The City will also be watching how she follows through on proposals to review both the Bank of England’s mandate and the UK’s financial watchdogs, and a promise to scrap all EU regulation by the end of 2023 including Solvency II and MiFID II rules.
The UK’s fourth prime minister in just over six years will also have to fix her party’s standing with the electorate after a series of damaging scandals under Johnson, followed by government paralysis this summer as she and Sunak traded blows in their acrimonious battle for the leadership.

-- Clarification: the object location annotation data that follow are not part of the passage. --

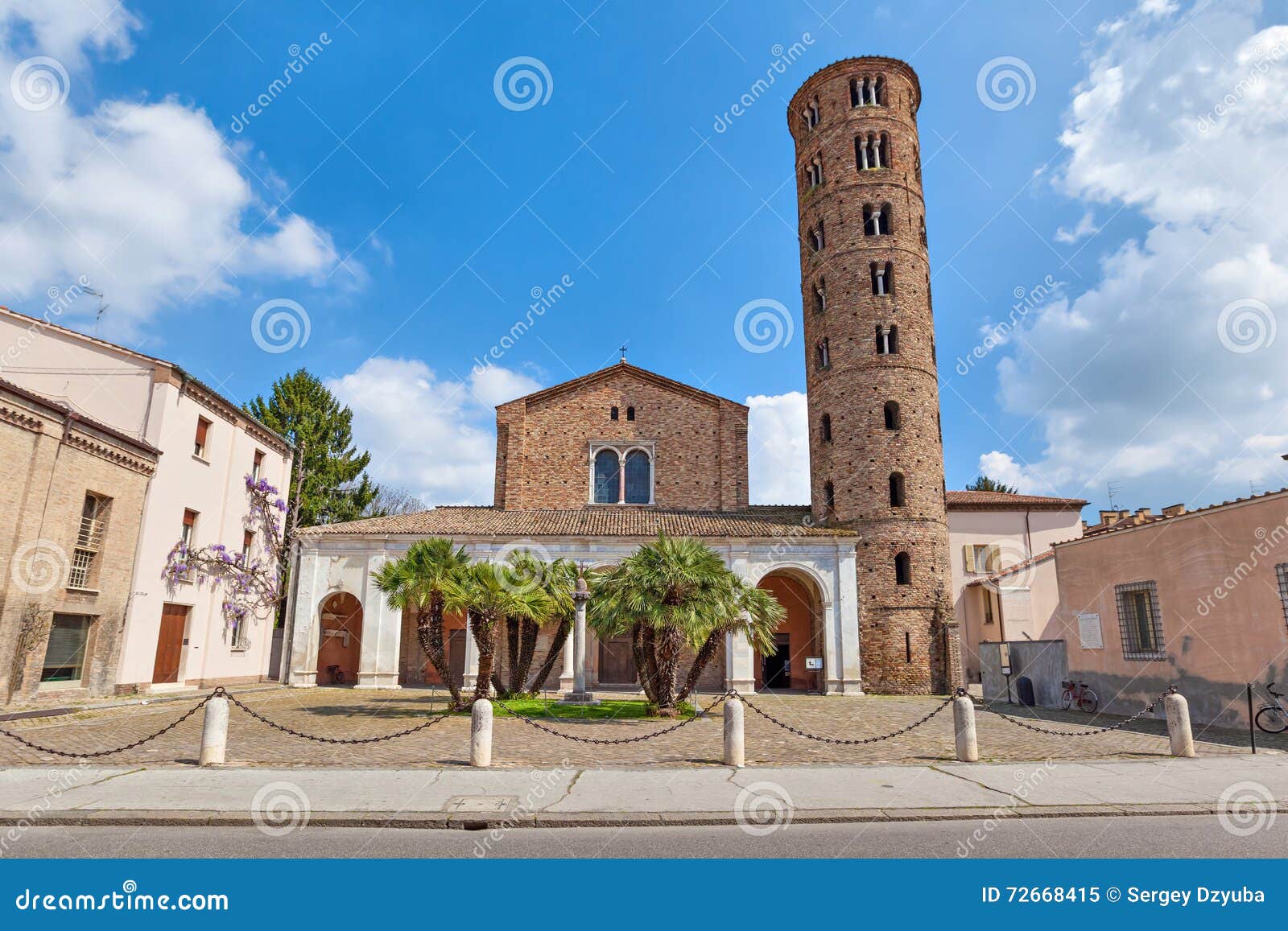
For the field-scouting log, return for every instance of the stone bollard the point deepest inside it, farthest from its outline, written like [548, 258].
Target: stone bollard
[214, 731]
[481, 733]
[1178, 711]
[734, 744]
[964, 723]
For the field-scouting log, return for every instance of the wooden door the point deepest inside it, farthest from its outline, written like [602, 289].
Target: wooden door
[174, 620]
[616, 661]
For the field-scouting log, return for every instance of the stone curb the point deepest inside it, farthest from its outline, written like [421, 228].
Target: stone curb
[590, 819]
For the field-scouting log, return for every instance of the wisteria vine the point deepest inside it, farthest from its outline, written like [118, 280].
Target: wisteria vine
[250, 585]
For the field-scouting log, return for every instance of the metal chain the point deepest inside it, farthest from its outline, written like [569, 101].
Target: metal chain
[118, 750]
[332, 739]
[843, 742]
[605, 742]
[1146, 710]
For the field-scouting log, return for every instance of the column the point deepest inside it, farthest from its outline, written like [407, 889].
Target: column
[304, 635]
[382, 634]
[841, 628]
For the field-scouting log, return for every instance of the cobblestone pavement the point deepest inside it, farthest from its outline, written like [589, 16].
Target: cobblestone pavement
[348, 714]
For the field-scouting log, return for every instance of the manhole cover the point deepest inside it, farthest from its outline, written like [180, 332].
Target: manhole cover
[482, 804]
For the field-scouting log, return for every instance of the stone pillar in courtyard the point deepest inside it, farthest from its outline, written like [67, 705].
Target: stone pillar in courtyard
[580, 694]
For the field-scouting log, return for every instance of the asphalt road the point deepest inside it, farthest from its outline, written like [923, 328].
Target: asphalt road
[1054, 837]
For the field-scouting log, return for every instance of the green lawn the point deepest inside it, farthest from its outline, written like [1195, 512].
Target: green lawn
[609, 708]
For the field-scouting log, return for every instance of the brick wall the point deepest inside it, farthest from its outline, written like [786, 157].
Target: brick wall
[903, 630]
[544, 442]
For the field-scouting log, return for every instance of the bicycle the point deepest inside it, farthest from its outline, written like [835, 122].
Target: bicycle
[1273, 718]
[1079, 693]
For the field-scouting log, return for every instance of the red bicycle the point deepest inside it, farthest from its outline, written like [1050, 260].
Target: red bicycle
[1081, 694]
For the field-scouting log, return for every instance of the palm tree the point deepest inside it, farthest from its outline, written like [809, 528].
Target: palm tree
[487, 595]
[419, 581]
[673, 592]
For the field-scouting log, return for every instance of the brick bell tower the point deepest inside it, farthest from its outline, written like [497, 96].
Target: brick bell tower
[876, 450]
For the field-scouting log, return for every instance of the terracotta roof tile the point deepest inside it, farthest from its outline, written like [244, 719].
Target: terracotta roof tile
[758, 521]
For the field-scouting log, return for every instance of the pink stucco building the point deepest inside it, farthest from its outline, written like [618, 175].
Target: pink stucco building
[175, 634]
[1198, 599]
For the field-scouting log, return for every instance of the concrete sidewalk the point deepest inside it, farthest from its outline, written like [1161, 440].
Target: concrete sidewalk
[562, 797]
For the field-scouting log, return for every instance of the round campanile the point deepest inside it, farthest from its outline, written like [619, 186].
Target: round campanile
[876, 450]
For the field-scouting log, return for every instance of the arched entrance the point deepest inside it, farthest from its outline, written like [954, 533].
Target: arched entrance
[799, 636]
[339, 639]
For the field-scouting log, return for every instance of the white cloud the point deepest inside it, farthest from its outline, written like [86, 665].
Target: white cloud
[1185, 124]
[436, 437]
[1086, 227]
[143, 199]
[778, 448]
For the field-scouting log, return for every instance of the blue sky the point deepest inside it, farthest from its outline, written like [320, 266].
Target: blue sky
[390, 195]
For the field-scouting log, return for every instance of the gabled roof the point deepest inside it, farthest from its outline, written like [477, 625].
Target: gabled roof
[621, 369]
[755, 521]
[1001, 501]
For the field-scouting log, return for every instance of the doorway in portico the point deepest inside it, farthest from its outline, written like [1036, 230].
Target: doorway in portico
[339, 641]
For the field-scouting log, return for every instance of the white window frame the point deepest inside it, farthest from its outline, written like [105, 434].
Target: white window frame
[622, 450]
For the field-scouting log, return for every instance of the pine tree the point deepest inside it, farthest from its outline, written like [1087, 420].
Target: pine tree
[335, 486]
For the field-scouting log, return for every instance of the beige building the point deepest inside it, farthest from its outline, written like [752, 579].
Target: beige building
[74, 496]
[1198, 599]
[175, 632]
[1004, 566]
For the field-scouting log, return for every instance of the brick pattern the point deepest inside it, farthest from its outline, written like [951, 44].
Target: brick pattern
[700, 441]
[52, 461]
[905, 639]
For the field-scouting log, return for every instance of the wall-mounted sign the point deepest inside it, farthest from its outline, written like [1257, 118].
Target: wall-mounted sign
[1090, 632]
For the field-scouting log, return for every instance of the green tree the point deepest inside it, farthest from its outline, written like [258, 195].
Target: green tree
[671, 594]
[418, 581]
[335, 486]
[985, 484]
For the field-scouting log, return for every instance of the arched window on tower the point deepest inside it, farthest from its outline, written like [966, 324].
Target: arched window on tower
[882, 278]
[897, 492]
[607, 476]
[892, 415]
[639, 478]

The Conservatives trail the Labour Party in national polls and have suffered heavy special election defeats in recent months, both in their traditional southern and rural heartlands and in parts of northern England Johnson won from the main opposition in 2019.
That year, the Conservatives secured their biggest parliamentary majority since 1987, before the electoral magic started to desert Johnson. In her speech, Truss hinted she won’t seek a new mandate from voters until 2024 when she promised a “great victory” for the Conservatives.